The Project Ventnor Group and documentary film-maker Definitive Productions have brought one of New Zealand's great maritime mystery to a close, after 118 years, with the discovery of Chinese goldminers' remains inside what is left of the SS Ventnor, 150 metres below the surface off the Hokianga Harbour heads.
The Project Ventnor Group and Definitive Productions were filming the wreck, using Boxfish's latest underwater ROV (remote-controlled underwater cameras), for the upcoming documentary 'Fallen Leaves,' which refers to the Chinese proverb regarding falling leaves returning to their roots, when the remains were found on May 22.

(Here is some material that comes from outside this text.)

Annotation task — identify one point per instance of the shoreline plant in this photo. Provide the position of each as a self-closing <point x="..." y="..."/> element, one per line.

It would now be possible to return the remains of the miners, who died in New Zealand in the early 20th Century, to their homeland.
The SS Ventnor left Westport in October 1902, carrying the bodies of 501 Chinese men, most of them gold miners, back to China, but sank off the Hokianga Heads after striking a reef off Taranaki. Most of the crew made it ashore, but 13, including the captain, drowned.

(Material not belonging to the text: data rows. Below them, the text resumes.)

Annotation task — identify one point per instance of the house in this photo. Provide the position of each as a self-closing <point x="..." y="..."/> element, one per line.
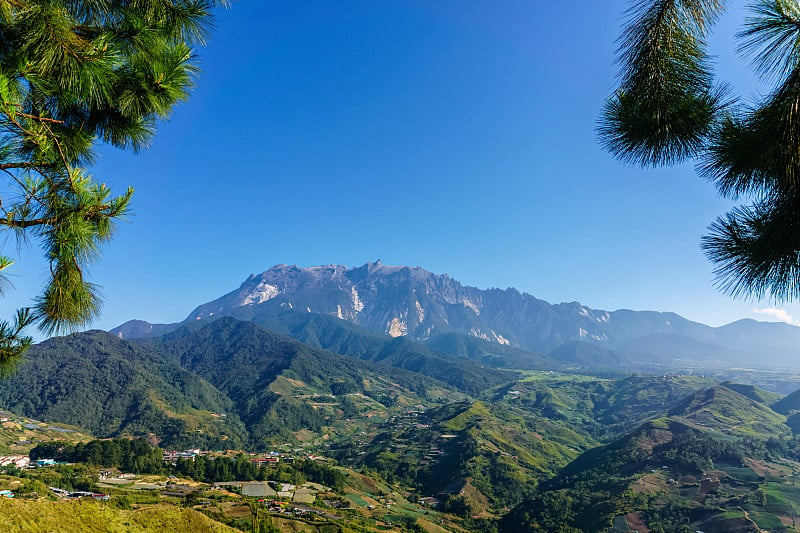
<point x="258" y="490"/>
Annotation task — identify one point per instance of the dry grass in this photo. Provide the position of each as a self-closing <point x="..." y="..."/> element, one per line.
<point x="89" y="516"/>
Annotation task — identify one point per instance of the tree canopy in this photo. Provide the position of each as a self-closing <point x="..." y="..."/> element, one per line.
<point x="670" y="108"/>
<point x="75" y="73"/>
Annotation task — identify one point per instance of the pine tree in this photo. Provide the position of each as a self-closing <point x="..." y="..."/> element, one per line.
<point x="669" y="108"/>
<point x="75" y="73"/>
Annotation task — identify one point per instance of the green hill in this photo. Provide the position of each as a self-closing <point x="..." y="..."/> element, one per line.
<point x="112" y="387"/>
<point x="714" y="464"/>
<point x="494" y="454"/>
<point x="280" y="387"/>
<point x="723" y="409"/>
<point x="341" y="337"/>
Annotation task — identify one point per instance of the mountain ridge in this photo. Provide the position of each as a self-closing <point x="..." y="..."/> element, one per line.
<point x="402" y="301"/>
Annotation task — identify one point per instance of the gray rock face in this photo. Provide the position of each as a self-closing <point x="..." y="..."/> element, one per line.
<point x="412" y="302"/>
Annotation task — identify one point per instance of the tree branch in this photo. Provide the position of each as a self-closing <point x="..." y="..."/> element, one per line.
<point x="26" y="223"/>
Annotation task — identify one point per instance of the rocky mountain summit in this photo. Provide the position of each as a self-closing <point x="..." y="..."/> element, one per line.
<point x="417" y="304"/>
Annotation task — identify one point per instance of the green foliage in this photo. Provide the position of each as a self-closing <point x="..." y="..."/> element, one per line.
<point x="129" y="455"/>
<point x="667" y="110"/>
<point x="74" y="74"/>
<point x="113" y="387"/>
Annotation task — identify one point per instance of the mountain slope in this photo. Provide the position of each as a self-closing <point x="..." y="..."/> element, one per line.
<point x="280" y="386"/>
<point x="113" y="387"/>
<point x="412" y="302"/>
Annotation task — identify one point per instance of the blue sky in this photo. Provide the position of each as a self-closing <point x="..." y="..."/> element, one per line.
<point x="453" y="135"/>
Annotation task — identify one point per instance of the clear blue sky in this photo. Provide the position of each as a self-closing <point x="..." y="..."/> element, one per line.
<point x="456" y="135"/>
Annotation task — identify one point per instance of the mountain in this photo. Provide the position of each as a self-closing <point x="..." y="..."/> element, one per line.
<point x="411" y="302"/>
<point x="677" y="473"/>
<point x="280" y="387"/>
<point x="113" y="387"/>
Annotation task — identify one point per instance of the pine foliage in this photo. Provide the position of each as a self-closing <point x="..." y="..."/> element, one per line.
<point x="668" y="109"/>
<point x="75" y="73"/>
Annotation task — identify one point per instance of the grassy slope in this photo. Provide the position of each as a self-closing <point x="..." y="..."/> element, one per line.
<point x="89" y="516"/>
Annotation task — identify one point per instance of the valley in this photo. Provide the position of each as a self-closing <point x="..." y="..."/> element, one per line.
<point x="450" y="433"/>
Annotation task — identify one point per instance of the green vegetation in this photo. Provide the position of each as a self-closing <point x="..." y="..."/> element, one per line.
<point x="74" y="74"/>
<point x="667" y="110"/>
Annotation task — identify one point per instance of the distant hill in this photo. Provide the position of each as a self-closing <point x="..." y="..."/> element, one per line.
<point x="715" y="464"/>
<point x="273" y="380"/>
<point x="411" y="302"/>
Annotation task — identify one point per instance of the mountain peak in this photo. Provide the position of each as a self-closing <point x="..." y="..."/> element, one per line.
<point x="412" y="302"/>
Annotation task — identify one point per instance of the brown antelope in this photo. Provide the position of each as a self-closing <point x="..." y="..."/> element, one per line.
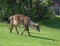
<point x="20" y="19"/>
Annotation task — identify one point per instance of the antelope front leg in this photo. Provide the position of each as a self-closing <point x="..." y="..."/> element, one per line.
<point x="11" y="28"/>
<point x="16" y="29"/>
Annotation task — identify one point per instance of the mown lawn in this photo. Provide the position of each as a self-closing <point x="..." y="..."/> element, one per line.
<point x="48" y="36"/>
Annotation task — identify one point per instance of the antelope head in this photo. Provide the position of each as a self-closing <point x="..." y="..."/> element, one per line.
<point x="36" y="26"/>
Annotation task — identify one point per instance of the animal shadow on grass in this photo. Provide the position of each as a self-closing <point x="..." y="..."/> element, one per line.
<point x="43" y="38"/>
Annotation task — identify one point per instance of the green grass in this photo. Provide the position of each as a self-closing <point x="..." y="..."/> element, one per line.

The Chinese, who had been buried in in 40 cemeteries in New Zealand, had been disinterred to be sent home so that, according to Chinese culture, their souls could be tended to by their families. The miners, mostly from the Poon Yu county and some in the Jung Seng county of Guangdong province, had paid a dowry to the Chinese New Zealand community group Cheong Sing Tong so they could be returned home to their families when they died.
In some cases money was sent from China to help pay their passage home.

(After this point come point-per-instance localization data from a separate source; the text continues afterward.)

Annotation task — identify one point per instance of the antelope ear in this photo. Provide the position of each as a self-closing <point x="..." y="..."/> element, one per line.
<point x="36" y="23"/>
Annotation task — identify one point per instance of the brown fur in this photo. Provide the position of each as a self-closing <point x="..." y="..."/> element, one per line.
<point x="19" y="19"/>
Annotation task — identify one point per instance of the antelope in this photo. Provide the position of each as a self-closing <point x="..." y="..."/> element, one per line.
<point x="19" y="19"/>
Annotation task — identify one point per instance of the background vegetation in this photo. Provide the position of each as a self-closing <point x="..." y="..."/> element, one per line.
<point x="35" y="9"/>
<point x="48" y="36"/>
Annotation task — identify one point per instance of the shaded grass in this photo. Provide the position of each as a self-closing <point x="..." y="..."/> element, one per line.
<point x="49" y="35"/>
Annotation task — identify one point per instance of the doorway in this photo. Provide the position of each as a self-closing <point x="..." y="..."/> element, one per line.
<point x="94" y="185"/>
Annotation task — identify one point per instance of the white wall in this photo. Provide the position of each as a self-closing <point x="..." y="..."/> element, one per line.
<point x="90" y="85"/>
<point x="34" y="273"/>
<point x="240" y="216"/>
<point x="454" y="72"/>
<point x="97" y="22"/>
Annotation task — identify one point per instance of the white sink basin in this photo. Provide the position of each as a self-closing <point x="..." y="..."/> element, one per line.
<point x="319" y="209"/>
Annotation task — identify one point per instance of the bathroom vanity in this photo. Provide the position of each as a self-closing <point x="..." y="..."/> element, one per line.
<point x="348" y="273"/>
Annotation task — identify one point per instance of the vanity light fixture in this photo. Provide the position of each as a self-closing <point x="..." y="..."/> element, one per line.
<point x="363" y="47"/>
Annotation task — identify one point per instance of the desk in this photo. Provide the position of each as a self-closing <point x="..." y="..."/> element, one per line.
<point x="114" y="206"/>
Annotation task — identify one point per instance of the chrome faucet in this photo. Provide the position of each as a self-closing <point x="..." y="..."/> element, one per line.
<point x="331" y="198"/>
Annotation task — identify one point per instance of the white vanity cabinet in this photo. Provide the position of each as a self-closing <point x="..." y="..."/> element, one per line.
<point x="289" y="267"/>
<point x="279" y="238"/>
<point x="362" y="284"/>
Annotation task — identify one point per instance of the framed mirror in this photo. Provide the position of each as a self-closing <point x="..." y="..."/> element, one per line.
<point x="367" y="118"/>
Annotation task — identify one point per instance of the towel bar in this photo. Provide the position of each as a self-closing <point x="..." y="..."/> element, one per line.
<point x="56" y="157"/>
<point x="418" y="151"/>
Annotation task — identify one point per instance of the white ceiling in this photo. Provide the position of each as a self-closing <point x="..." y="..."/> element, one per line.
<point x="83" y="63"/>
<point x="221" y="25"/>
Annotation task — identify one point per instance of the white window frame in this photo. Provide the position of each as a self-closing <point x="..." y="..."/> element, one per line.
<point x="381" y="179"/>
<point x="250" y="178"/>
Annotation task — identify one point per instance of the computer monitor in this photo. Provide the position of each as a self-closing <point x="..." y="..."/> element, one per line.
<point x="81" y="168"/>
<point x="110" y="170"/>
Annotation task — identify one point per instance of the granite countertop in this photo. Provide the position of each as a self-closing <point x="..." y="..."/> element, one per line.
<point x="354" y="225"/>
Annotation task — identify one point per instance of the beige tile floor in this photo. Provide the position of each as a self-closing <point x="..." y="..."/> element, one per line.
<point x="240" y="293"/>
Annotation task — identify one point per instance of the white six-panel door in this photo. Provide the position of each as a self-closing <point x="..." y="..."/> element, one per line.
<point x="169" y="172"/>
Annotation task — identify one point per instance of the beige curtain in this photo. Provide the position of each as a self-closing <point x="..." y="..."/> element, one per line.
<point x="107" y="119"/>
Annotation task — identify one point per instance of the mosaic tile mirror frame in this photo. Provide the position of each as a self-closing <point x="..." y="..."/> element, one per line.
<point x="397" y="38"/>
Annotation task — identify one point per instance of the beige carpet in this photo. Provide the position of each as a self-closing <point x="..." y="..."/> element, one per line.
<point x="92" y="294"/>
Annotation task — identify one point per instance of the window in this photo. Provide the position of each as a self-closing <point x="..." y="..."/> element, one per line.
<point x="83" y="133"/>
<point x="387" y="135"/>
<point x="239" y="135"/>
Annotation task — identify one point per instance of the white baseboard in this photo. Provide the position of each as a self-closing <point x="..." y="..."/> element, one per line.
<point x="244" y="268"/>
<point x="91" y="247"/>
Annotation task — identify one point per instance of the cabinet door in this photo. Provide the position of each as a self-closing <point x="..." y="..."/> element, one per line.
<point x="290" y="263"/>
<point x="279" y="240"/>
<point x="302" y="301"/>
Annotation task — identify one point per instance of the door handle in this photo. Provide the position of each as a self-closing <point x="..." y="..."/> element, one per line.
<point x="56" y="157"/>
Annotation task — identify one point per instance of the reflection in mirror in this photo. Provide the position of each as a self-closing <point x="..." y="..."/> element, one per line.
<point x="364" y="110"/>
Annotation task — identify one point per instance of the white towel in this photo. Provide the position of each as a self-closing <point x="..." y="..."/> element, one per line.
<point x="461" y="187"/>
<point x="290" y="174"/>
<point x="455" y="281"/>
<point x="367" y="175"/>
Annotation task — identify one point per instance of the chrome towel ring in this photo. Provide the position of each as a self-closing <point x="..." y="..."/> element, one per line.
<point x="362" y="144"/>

Bones that washed ashore were gathered by Māori and buried alongside their own dead. According to oral tradition, many were interred in the Rāwene cemetery.
In 2012, Project Ventnor chairman John Albert, renowned New Zealand underwater explorer Keith Gordon and former 'NZ Dive' magazine editor Dave Moran, along with cameraman Eruera Morgan, went searching for the Ventnor. They were taken by local Coastguard and fishing charter operators John and Linda Pattinson to an area that they thought could be the resting place of the ship and its ethereal cargo.
Using an echo sounder, Gordon was able to pin-point a large object on the Tasman Sea floor, which he believed might be the wreck.
In 2013 karakia were offered at the site by kaumātua Selwyn Pryor and Maria Albert-Kaio before a remote-operated vehicle was lowered down to the site, images confirming that the SS Ventnor had been found.
In January 2014, reconnaissance divers from the Project Ventnor Group spent about 25 minutes investigating and filming the wreck. Three months later they retrieved some artefacts to prove the wreck was that of the Ventnor. Those artefacts are now at the National Te Papa museum in Wellington. At that stage no evidence of human remains was found.
Albert said it had taken nine long years, much of that time spent working in dangerous and unforgiving conditions, to get to that point. Everybody connected with the Project Ventnor Group had worked without remuneration, their availability being conditional on getting time off work. Weather and sea conditions where the shipwreck lay also varied considerably, hindering the Group's efforts.
He had since met families of the miners, both in New Zealand and in Poon Yu, but there were many thousands more yet to find. He was anxious to let those descendants know that the remains of their kin had been found, however, and would welcome the opportunity to hear from them.
"The Chinese goldminers had been mistreated, and they died in a foreign country while trying to provide for their families back home," he said.
"Their skills and hard work helped not only with mining, but also the building of infrastructure like roads, bridges, railway lines, as well as market gardening in New Zealand. They are our early pioneers.
"In the documentary 'The Lost Voyage of 499,' people spoke of their desire to find and return their ancestors, and other goldminers, to their homeland. I hope the discovery will help bring closure for all concerned.
"I cannot explain it," he added.
"Call it a spiritual, cultural and humanitarian pull if you like, but after hearing about the sad fate of the miners, and their desire to return home, I have felt a need to help them complete their journey. Lucky for me, within the Project Ventnor Group we have some of the most driven, courageous, risk-taking and caring people on the planet.
"Just as we Māori have lobbied for the return of our kōiwi from museums and collectors from around the world, I feel an obligation to show the goldminers, our early settlers, the same respect and gratitude for their major contribution to our early history."